DINOv2 is a self-supervised pretraining method for visual transformers. It is much more complex to write and explain compared to ViT pretraining. However, DINO achieves much better performance with a given parameter, data, and compute budget.

Remember, DINO is a method for pretraining. The model that DINO is applied to is a vision transformer. The end result of DINO, just like any other pretraining method, is a really good embedding model. Of course, a DINO-pretrained model can be used for fine-tuning tasks too.

DINO-trained ViTs are particularly good as visual embedding models. Such ViTs can support linear classifiers or vector search algorithms on top of them.

DINO means self-distillation with no labels.

What happens in DINO is this:

# gs, gt student and teacher models (same models)
# C: center of augmentation
# tps, tpt: student and teacher softmax temperatures (student's is higher)
# alpha, beta: teacher and center momentum rates

gt.params = gs.params # init "teacher" from "student"
for x in dataloader:
   x1, x2 = aug(x), aug(x) # Perform random augs on image x

   s1, s2 = gs(x1), gs(x2) # pass x1,2 aug into "student"
   t1, t2 = gt(x1), gt(x2) # pass x1,2 aug into "teacher"
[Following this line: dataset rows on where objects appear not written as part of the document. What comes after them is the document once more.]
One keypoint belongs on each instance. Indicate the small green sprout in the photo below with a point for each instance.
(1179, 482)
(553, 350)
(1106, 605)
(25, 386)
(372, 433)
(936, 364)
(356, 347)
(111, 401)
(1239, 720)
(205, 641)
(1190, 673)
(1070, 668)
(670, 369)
   loss = (H(s1, t2) + H(s2, t1))/2
   loss.backward()
   update(gs) # SGD

   gt.params = alpha * gt.params + (1-alpha) * gs.params
   C = alpha * C + (1-beta) * cat([t1,t2]).mean(dims=0)

def H(s, t):
  t = t.detach() # cut off teacher gradient
  s = softmax(s / tps, dim=1) 
  t = softmax( (t - C) / tpt, dim=1) # Center and sharpen
  loss = - (t * log(s)).sum(dim=1).mean()
  return loss

There’s a lot to unpack here.

First, we have two identical models at the start. We call them ‘student’ and ‘teacher’—not the best naming, but alternatives are even worse. At any rate, the teacher gt and student gs are the same random transformer ViT models at the start.
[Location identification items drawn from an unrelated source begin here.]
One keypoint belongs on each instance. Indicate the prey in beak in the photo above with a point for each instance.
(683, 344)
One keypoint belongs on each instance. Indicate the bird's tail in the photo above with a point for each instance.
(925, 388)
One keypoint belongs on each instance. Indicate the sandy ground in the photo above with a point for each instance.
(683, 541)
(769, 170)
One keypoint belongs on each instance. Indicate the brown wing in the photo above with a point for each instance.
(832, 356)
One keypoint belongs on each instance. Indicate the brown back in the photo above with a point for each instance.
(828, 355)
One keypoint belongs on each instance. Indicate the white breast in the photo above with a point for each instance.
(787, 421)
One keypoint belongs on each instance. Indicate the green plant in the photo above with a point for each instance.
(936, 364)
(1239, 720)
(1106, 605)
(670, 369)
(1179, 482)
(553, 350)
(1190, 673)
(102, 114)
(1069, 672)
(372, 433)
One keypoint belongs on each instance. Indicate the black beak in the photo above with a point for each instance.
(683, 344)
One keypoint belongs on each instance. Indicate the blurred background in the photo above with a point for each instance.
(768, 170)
Next, we get an image of fixed shape from the database. ViTs need fixed-shape images. Say, this image is a 224 x 224 RGB image of a cat. This is stored in tensor x.

aug is a function that outputs random image augmentations. x1 and x2 are augmented versions of x. x1 and x2 could be small, non-overlapping crops of x even.

Now, both x1 and x2 pass into both networks, and both teacher and student use softmax at the end to create a probability distribution.

We calculate the loss for identity. We want the two models to output the same exact probability distributions—that’s what -t*log(s) does. We penalize deviations between student and teacher, but we only penalize the student. We only update the student with update(gs).

The teacher just discards the gradient and instead does two extra steps. First, from the teacher’s logits we subtract C, and use a lower temperature tpt for softmax. This makes the teacher’s distribution more “peaky.” The student distribution is more spread out due to the higher temperature and it also doesn’t use the centering C.

Teacher parameters are then updated with student parameters via an exponentially moving average, with gt.params = alpha * gt.params + (1-alpha) * gs.params.

You might ask: “Tornike, why this setup—complex as it is—instead of just letting both models collapse to outputting a uniform distribution, thus minimizing the loss but resulting in a useless model?”

So, what prevents the models from agreeing on outputting a uniform distribution?

I don’t know for sure. It seems that the combination of using C and tpt prevents that. A nice article explains why we can avoid collapse:

Mode collapse is prevented precisely because all samples in the mini-batch cannot take on the same value after batch normalization

As far as I understand, subtracting C from the current teacher representation is precisely what prevents the collapse. For collapse to happen, a model has to output the exact same distribution for all augmented inputs. However, if we subtract C from all representations and also sharpen the distribution, the collapsed state becomes a really unstable parameter setup. Any slight parameter deviation from the collapsed state would cause the models to diverge into non-collapsed states. Basically, we rig the game so that approaching collapse becomes harder and harder.